The budget fight is still the main event
This is where most of the energy has gone, and it’s largely good news. The bipartisan, bicameral “minibus” — bundling the Commerce-Justice-Science, Energy-Water, and Interior-Environment bills — rejected close to $1 billion in tribal cuts the administration had asked for. Health care, public safety, education, infrastructure, treaty obligations: appropriators held the line on essentially all of it.
That matters because the President’s request wasn’t subtle. It sought a $617 million cut to BIA self-governance and community programs — including zeroing out the Indian Guaranteed Loan and Land Consolidation programs — plus another $107 million off tribal law enforcement. Congress walked nearly all of that back. For now, the through-line is that the Hill is protecting Indian Country faster than the White House can cut it.

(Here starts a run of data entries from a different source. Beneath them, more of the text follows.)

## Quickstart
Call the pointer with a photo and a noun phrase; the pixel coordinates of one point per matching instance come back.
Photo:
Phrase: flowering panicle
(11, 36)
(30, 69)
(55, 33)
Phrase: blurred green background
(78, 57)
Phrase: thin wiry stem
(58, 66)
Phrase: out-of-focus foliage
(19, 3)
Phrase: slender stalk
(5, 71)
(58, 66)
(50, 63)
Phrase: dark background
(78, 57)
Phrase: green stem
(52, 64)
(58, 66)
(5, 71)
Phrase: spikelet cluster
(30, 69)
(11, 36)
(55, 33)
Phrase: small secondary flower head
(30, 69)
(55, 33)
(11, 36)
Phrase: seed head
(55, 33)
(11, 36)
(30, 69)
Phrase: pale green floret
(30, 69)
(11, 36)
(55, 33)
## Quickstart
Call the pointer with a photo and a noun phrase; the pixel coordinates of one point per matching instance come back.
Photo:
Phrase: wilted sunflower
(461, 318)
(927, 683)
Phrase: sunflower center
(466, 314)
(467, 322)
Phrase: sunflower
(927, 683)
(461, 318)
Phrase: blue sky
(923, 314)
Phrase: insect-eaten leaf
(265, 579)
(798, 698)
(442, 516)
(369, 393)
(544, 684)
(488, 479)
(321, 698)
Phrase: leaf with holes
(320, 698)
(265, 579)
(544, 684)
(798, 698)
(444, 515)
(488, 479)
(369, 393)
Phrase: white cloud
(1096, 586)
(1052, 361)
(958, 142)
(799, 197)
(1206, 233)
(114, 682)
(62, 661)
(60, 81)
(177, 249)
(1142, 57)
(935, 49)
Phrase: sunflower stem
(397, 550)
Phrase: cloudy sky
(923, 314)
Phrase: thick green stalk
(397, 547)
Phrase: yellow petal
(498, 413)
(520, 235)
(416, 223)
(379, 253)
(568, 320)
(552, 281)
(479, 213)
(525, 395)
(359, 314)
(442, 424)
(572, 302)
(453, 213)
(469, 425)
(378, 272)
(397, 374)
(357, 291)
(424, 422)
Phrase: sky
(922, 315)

On IHS, it’s a more mixed picture. The package lands at $8.05 billion for FY2026, with $5.31 billion in advance appropriations for FY2027. That’s a slight dip year-over-year, and it’s a long way from the roughly $63 billion the National Tribal Budget Formulation Working Group says full funding actually requires. The win worth flagging: advance appropriations for FY2027 are back in. The administration had stripped that protection out for the first time since 2023, and losing it would have left tribal health care exposed during any shutdown.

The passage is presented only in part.